Rappelant que « seulement 3 % des personnes qui tentent d’arrêter de fumer seules y parviennent », les auteurs du rapport ont fortement insisté sur l’importance pour le fumeur de se faire accompagner dans son sevrage par un médecin. « La proportion passe alors à 20 %, rappelle le Dr Cédric Grouchka, membre du collège de la HAS. Il est plus facile d’arrêter la cocaïne ou l’alcool que la cigarette. »
Dans ce rapport, le médecin généraliste se voit confier un rôle déterminant dans la lutte contre le tabagisme. « Le médecin de famille est un interlocuteur de long terme pour les patients, cela confère une valeur particulière à sa parole dont il faut profiter », analyse le Pr Albert Ouazana, qui a présidé les travaux de la HAS sur le sujet. À ce titre, l’autorité souhaiterait que les médecins généralistes se montrent davantage proactifs sur le tabagisme. « Il ne s’agit plus de demander simplement au patient s’il fume, mais de lui dire “Il faudrait que vous arrêtiez, avez-vous pensé à fixer une date ?”, et ce quel que soit le motif de la consultation », résume le Pr Ouazana.

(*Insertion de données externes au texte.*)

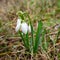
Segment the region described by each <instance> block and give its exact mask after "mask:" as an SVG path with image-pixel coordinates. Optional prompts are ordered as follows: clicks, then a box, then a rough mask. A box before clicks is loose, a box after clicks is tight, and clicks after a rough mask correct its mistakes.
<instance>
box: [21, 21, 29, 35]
mask: <svg viewBox="0 0 60 60" xmlns="http://www.w3.org/2000/svg"><path fill="white" fill-rule="evenodd" d="M21 31H22V32H23V33H24V34H26V33H27V31H28V25H27V23H25V22H23V23H22V24H21Z"/></svg>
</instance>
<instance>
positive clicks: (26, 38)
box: [25, 32, 29, 50]
mask: <svg viewBox="0 0 60 60" xmlns="http://www.w3.org/2000/svg"><path fill="white" fill-rule="evenodd" d="M25 39H26V40H25V41H26V45H27V49H28V50H29V36H28V32H27V34H26V37H25Z"/></svg>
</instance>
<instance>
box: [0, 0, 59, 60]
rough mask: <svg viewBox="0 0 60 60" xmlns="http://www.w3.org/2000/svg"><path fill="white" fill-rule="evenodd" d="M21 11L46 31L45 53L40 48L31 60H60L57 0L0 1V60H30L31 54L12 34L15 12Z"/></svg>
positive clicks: (17, 0) (45, 37) (58, 12)
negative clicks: (46, 50)
mask: <svg viewBox="0 0 60 60" xmlns="http://www.w3.org/2000/svg"><path fill="white" fill-rule="evenodd" d="M20 10H21V11H26V12H28V13H29V15H30V17H31V19H32V22H33V23H35V22H36V21H38V20H42V22H43V26H44V28H46V30H47V34H46V35H47V36H46V37H45V38H46V40H47V42H49V47H48V48H47V51H42V50H41V49H40V48H41V47H39V50H38V53H37V55H36V56H34V57H33V59H32V60H34V59H35V60H60V32H59V31H60V0H29V1H28V0H1V1H0V60H31V59H30V58H31V55H30V54H29V53H28V52H27V51H26V49H25V48H24V46H23V43H22V40H21V38H20V36H19V35H18V34H17V33H16V32H15V26H16V20H17V18H18V16H17V15H16V13H17V11H20ZM57 35H58V37H57ZM55 40H56V42H55V43H54V41H55ZM52 41H53V42H52Z"/></svg>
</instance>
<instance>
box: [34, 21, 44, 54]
mask: <svg viewBox="0 0 60 60" xmlns="http://www.w3.org/2000/svg"><path fill="white" fill-rule="evenodd" d="M42 26H43V24H42V22H41V21H39V23H38V29H37V32H36V39H35V44H34V48H33V49H34V50H33V51H34V53H36V52H37V50H38V46H39V40H40V34H41V32H42Z"/></svg>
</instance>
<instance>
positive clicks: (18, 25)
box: [15, 19, 21, 32]
mask: <svg viewBox="0 0 60 60" xmlns="http://www.w3.org/2000/svg"><path fill="white" fill-rule="evenodd" d="M20 27H21V19H17V25H16V28H15V31H16V32H17V31H18V30H19V29H20Z"/></svg>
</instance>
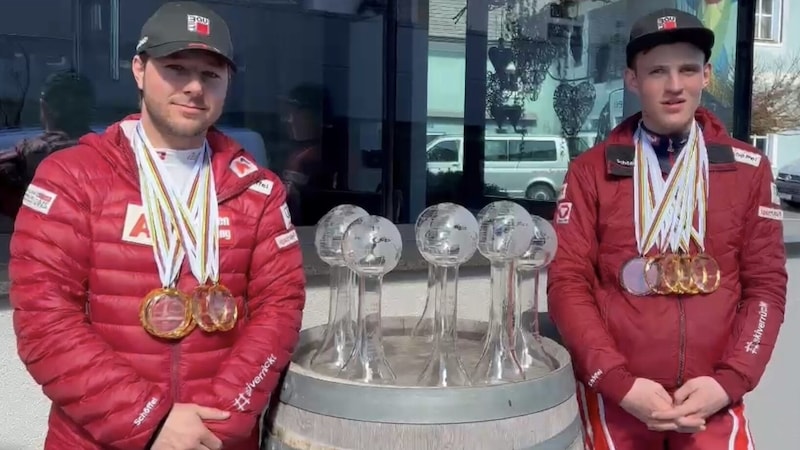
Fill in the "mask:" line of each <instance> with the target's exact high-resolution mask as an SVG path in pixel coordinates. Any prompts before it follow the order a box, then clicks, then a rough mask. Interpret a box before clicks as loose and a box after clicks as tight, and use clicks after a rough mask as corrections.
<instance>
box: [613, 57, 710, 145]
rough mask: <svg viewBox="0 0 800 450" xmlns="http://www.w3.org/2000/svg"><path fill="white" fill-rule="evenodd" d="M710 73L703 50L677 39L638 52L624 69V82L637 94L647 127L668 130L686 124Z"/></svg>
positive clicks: (698, 104)
mask: <svg viewBox="0 0 800 450" xmlns="http://www.w3.org/2000/svg"><path fill="white" fill-rule="evenodd" d="M710 75H711V65H710V64H707V63H705V56H704V54H703V52H702V51H701V50H700V49H698V48H697V47H695V46H693V45H691V44H688V43H684V42H680V43H675V44H668V45H660V46H658V47H655V48H653V49H652V50H650V51H648V52H644V53H640V54H639V55H638V56H637V57H636V60H635V61H634V67H633V69H630V68H628V69H626V70H625V84H626V85H627V86H628V89H630V90H631V91H633V92H634V93H635V94H636V95H638V96H639V100H640V101H641V104H642V114H643V117H644V120H645V124H646V125H647V126H648V128H651V129H652V130H653V131H656V132H658V133H664V134H672V133H680V132H684V131H686V129H687V128H688V126H689V124H690V123H691V121H692V119H693V118H694V113H695V111H696V110H697V108H698V106H700V97H701V96H702V93H703V89H704V88H705V87H706V86H708V80H709V77H710Z"/></svg>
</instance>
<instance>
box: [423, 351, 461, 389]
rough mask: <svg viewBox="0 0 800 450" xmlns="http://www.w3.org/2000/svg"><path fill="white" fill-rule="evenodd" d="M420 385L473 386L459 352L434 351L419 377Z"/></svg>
mask: <svg viewBox="0 0 800 450" xmlns="http://www.w3.org/2000/svg"><path fill="white" fill-rule="evenodd" d="M417 385H418V386H439V387H454V386H471V385H472V381H471V380H470V377H469V373H468V372H467V369H466V368H465V367H464V363H463V362H462V361H461V358H460V357H459V356H458V354H457V353H442V352H439V351H434V354H433V355H431V357H430V358H429V359H428V364H427V365H426V366H425V369H424V370H423V371H422V373H421V374H420V376H419V379H417Z"/></svg>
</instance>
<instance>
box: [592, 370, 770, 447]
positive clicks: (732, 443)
mask: <svg viewBox="0 0 800 450" xmlns="http://www.w3.org/2000/svg"><path fill="white" fill-rule="evenodd" d="M578 407H579V409H580V413H581V420H582V421H583V431H584V438H585V448H586V450H665V449H668V450H753V449H754V447H753V439H752V437H751V436H750V428H749V423H748V420H747V418H745V416H744V405H743V404H741V403H740V404H738V405H735V406H732V407H730V408H726V409H724V410H722V411H720V412H718V413H717V414H715V415H713V416H711V417H709V418H708V419H707V420H706V430H705V431H702V432H700V433H694V434H687V433H675V432H657V431H650V430H648V429H647V426H645V424H643V423H642V422H640V421H639V420H638V419H637V418H635V417H633V416H631V415H630V414H628V413H627V412H626V411H625V410H623V409H622V408H620V407H619V405H616V404H612V403H610V402H605V401H603V398H602V397H601V396H600V394H597V393H596V392H595V391H593V390H592V389H590V388H587V387H585V386H584V385H583V384H581V383H578Z"/></svg>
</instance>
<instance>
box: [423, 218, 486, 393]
mask: <svg viewBox="0 0 800 450" xmlns="http://www.w3.org/2000/svg"><path fill="white" fill-rule="evenodd" d="M416 240H417V248H418V249H419V252H420V254H422V257H423V258H425V260H426V261H428V264H429V265H430V267H431V268H432V269H433V274H434V275H433V279H434V282H433V285H434V286H435V289H434V291H433V295H432V296H431V295H429V297H428V302H430V301H431V298H433V303H434V314H433V333H432V337H433V346H432V351H431V355H430V357H429V358H428V362H427V364H426V365H425V368H424V369H423V370H422V372H421V373H420V375H419V378H418V379H417V384H419V385H423V386H440V387H447V386H468V385H470V384H472V383H471V381H470V378H469V374H468V373H467V370H466V369H465V368H464V364H463V362H462V361H461V358H460V357H459V355H458V352H457V348H456V341H457V339H458V335H457V331H456V330H457V325H456V324H457V320H458V313H457V308H458V306H457V305H458V268H459V266H460V265H461V264H464V263H465V262H467V261H469V259H470V258H472V255H474V254H475V250H477V248H478V221H477V220H476V219H475V216H473V215H472V213H470V212H469V211H468V210H467V209H466V208H464V207H463V206H459V205H456V204H454V203H440V204H438V205H434V206H430V207H428V208H427V209H425V211H423V212H422V214H421V215H420V217H419V219H418V220H417V224H416ZM428 306H429V305H426V308H427V307H428Z"/></svg>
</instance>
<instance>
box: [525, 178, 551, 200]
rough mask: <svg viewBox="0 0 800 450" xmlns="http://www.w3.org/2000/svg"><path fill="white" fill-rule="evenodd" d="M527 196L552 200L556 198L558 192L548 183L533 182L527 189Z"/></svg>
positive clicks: (541, 198)
mask: <svg viewBox="0 0 800 450" xmlns="http://www.w3.org/2000/svg"><path fill="white" fill-rule="evenodd" d="M525 198H527V199H529V200H538V201H540V202H552V201H553V200H555V199H556V192H555V191H554V190H553V188H551V187H550V186H548V185H546V184H541V183H538V184H532V185H530V186H528V189H527V190H525Z"/></svg>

« Un risque toxique bien moindre»
Le Dr Grouchka admet néanmoins que cette recommandation de principe risque de soulever rapidement la question de la création d’une consultation spécifique et rémunérée pour les généralistes, déjà débordés. Sur le plan financier, la HAS, qui n’a pas de pouvoir décisionnel, recommande aux décideurs la prise en charge financière complète des moyens de sevrage (consultation et traitements), l’efficacité de cette mesure ayant été démontrée à l’étranger. Aujourd’hui, les substituts nicotiniques sont remboursés à hauteur de 50 euros par an.
Avec l’explosion du nombre de fumeurs affirmant avoir arrêté de fumer grâce à l’e-cigarette, la position de la HAS sur le sujet était très attendue. Elle fait le choix du pragmatisme. « Il nous est impossible de recommander l’e-cigarette comme produit de sevrage, car nous manquons d’études scientifiques pour évaluer son efficacité et ses effets sur la santé à long terme, explique Cédric Grouchka. Toutefois, on peut penser que le risque toxique est bien moindre à court terme qu’avec une cigarette classique. C’est pourquoi nous invitons à ne pas dissuader les fumeurs qui vapotent si cela reste l’affaire de quelques mois avec l’objectif d’arrêter de fumer. Cela évite au médecin de casser la motivation du patient et permet d’engager une discussion sur une stratégie à plus long terme. »
Sans surprise, les substituts nicotiniques (patchs, gommes, sprays, pastilles…) restent le premier traitement à prescrire à une personne souhaitant arrêter de fumer. Les médicaments à base de varénicline (Champix) et bupropion (Zyban), accusés par plusieurs études de déclencher des dépressions et des idées suicidaires, avant d’être récemment blanchis, ne doivent être prescrits qu’après l’échec de ces premières méthodes.